Craig Sanders wrote:
On Fri, Jul 14, 2006 at 05:51:49PM -0400, Chris Wagner wrote:
At 09:44 AM 7/14/2006 -0700, Paul Johnson wrote:
k2159jcd003343@isp2dial.com
I often can look up the bogus address and find a Usenet post with the same message ID.
That makes me think it's a very lame email harvestor gone wrong.  A normal
email address is like something@somewhere.com.  If u want to grab those and
don't know what ur doing u might write something that grabbed
<anything>@<anything>.com.  Trouble is, most of what matches that are
message id's not email addresses.

yep, spammers have been doing this for years. if it looks vaguely like
an email address, then they'll harvest it.

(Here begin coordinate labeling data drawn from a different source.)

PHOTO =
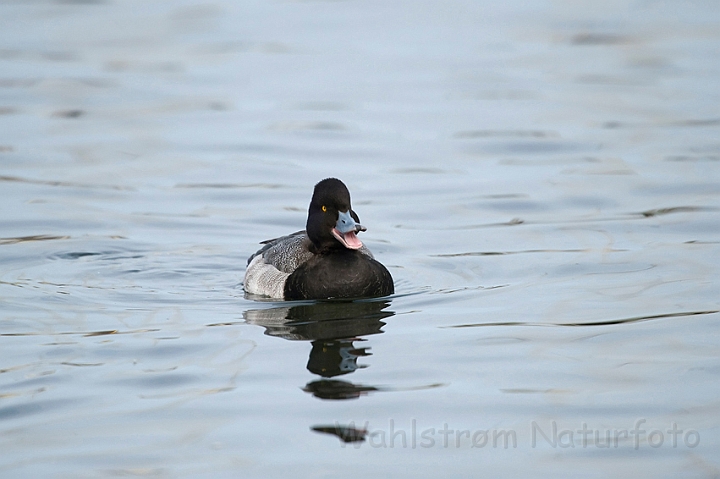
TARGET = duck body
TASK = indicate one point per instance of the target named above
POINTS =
(324, 261)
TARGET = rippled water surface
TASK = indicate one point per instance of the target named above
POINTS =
(542, 179)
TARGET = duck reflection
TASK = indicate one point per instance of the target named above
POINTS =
(333, 328)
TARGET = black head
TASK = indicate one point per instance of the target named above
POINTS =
(332, 223)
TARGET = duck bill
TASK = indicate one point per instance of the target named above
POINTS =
(346, 230)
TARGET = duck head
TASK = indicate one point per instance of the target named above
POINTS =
(331, 223)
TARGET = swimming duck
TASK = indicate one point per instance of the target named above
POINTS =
(326, 260)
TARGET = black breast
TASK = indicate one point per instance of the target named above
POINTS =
(340, 274)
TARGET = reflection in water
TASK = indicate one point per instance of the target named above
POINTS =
(345, 433)
(335, 389)
(333, 358)
(322, 320)
(333, 327)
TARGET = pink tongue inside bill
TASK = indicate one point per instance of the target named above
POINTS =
(349, 240)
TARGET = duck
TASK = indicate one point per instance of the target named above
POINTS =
(326, 260)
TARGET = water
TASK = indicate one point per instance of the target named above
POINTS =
(541, 179)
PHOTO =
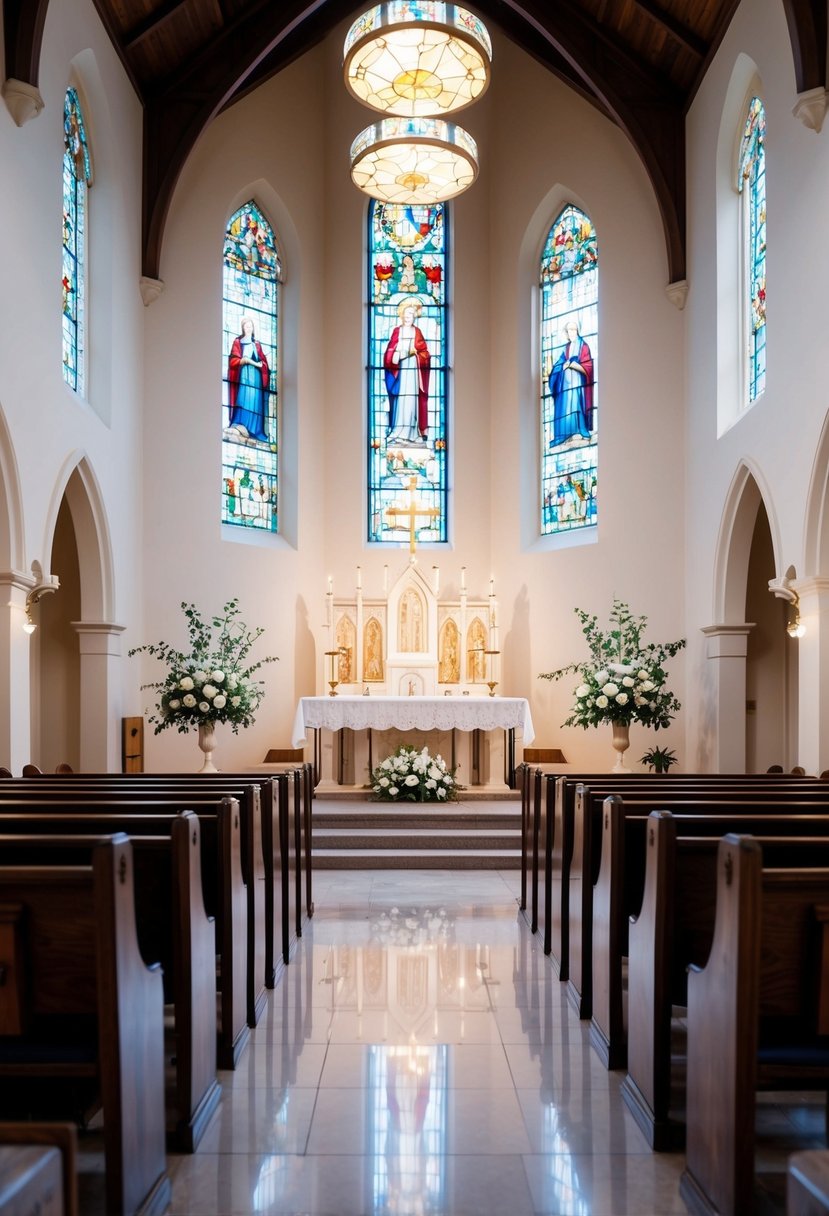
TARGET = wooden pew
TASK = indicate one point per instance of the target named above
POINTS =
(173, 929)
(757, 1017)
(585, 862)
(807, 1183)
(60, 1137)
(672, 930)
(223, 883)
(75, 957)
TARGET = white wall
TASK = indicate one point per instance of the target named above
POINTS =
(778, 437)
(541, 146)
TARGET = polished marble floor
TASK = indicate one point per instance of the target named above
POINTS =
(419, 1058)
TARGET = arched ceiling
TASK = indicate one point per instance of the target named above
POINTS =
(638, 61)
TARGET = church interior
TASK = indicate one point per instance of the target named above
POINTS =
(412, 444)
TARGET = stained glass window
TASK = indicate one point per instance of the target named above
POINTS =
(252, 274)
(77, 178)
(407, 322)
(569, 350)
(751, 184)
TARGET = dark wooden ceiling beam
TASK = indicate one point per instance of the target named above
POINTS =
(676, 29)
(23, 31)
(151, 23)
(807, 31)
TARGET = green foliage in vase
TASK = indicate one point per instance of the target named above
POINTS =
(625, 677)
(213, 681)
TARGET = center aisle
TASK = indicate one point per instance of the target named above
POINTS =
(419, 1057)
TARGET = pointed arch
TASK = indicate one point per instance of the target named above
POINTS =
(12, 538)
(78, 483)
(739, 516)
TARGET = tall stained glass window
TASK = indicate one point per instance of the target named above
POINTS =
(407, 324)
(252, 274)
(77, 178)
(569, 352)
(751, 184)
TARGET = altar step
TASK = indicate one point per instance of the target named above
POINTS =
(372, 838)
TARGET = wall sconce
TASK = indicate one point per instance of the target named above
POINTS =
(783, 590)
(34, 597)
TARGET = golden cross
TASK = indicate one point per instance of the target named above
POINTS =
(413, 511)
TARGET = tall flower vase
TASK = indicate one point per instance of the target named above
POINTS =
(621, 742)
(207, 743)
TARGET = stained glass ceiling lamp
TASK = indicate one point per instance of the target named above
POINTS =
(413, 161)
(417, 60)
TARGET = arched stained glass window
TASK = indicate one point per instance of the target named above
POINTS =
(77, 178)
(407, 342)
(751, 184)
(569, 350)
(252, 274)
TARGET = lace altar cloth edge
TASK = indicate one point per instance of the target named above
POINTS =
(413, 714)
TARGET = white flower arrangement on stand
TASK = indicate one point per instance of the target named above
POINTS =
(412, 776)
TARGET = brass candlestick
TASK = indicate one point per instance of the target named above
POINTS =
(334, 658)
(491, 684)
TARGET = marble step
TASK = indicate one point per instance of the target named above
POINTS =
(416, 859)
(400, 837)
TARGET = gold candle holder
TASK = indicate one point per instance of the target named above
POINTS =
(334, 679)
(491, 684)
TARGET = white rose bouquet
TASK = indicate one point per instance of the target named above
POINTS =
(625, 679)
(412, 776)
(214, 681)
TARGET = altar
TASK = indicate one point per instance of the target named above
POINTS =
(474, 735)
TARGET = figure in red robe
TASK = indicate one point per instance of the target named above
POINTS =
(407, 362)
(248, 377)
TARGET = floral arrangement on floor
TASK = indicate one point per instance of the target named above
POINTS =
(214, 681)
(412, 776)
(625, 679)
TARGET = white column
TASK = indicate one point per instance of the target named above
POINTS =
(15, 675)
(813, 675)
(727, 649)
(99, 643)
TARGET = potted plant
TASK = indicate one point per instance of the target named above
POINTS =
(659, 759)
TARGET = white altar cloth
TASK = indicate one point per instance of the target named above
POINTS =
(413, 714)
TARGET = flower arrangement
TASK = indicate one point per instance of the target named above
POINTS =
(412, 776)
(625, 679)
(213, 682)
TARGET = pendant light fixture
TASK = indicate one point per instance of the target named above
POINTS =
(416, 61)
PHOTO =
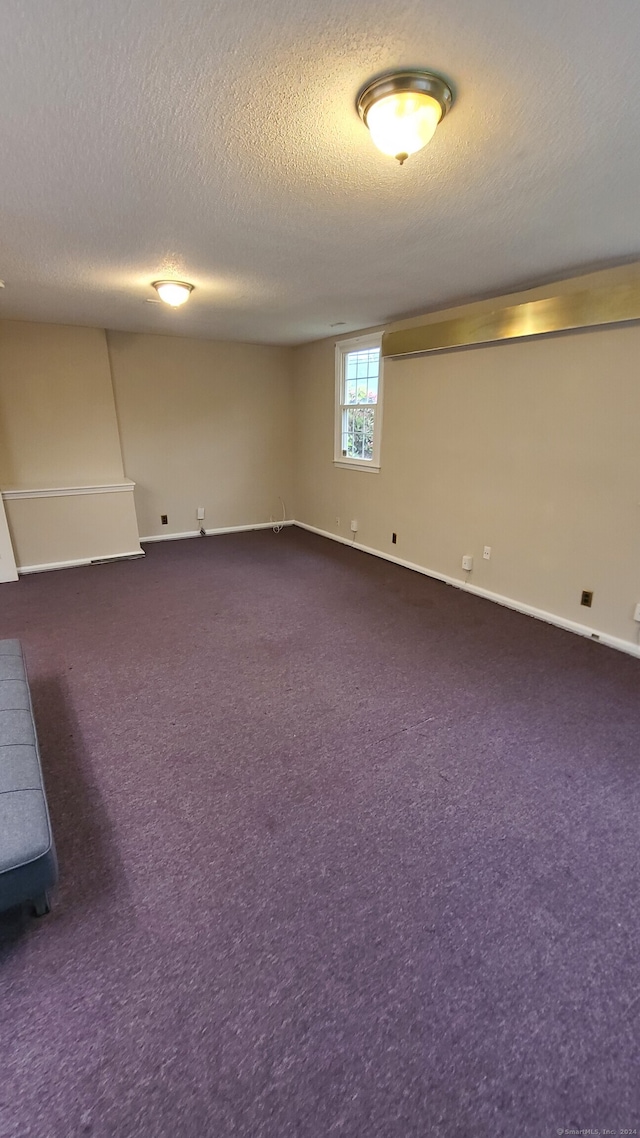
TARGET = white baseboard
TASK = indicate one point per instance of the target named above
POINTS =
(81, 561)
(212, 533)
(508, 602)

and they don't give a damn whether it's a valid, deliverable address or
not. it inflates the size of their spam list, and that's the important
thing.

spammers use many techniques for inflating their lists - web harvesting,
usenet harvesting, email harvesting, windows viruses that monitor
and harvest from all data seen by the IP stack, random generation,
semi-random generation (e.g. using localparts from one domain in other
domains), dictionary attacks, and more. from what i've seen, it really
doesn't matter at all to them whether the address is valid or not.

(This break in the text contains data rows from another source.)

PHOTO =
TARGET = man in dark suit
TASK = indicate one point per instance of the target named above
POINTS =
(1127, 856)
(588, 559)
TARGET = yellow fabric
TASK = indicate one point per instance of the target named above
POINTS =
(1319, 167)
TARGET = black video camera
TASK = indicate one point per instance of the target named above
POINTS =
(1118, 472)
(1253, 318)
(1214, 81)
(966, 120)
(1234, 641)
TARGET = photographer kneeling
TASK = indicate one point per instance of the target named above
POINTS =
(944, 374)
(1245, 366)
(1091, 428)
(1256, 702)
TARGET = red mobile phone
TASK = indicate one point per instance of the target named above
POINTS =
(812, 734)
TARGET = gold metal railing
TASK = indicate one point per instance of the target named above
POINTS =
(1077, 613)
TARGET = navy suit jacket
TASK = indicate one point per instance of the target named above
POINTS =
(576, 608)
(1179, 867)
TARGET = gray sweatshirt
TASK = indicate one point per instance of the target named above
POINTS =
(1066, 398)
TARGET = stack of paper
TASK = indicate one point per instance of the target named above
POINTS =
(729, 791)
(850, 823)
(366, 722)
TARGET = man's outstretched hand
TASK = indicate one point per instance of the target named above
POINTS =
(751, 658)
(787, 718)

and once an address is in a spam list, it will never get removed. it
will just keep on getting added to more spam lists. my mail server is
still routinely rejecting spam for addresses that first got spammed over
10 years ago - they didn't exist then, they don't exist now, and they
never will exist.

just reject (not bounce - you don't want to generate backscatter) mail
for unknown users and ignore it. there's nothing more you can do.
These harvested message IDs are really quite useful when it comes to blocking spammers. Start with greylisting. Then add spamtraps that include those bogus addresses. When that spammer comes back, he will not be able to deliver even to the real addresses he has harvested, because you block anybody who hists your spamtraps. Bye-bye spammer.

I have been using this scheme quite successfully for some time now. I have been thinking of automatically adding all message-IDs of outgoing messages to my spamtraps, but so far I have just added the ones I see manually. Like you say, the non existent addresses will continue to be spammed for years, so adding every message ID would make the spamtrap list too big.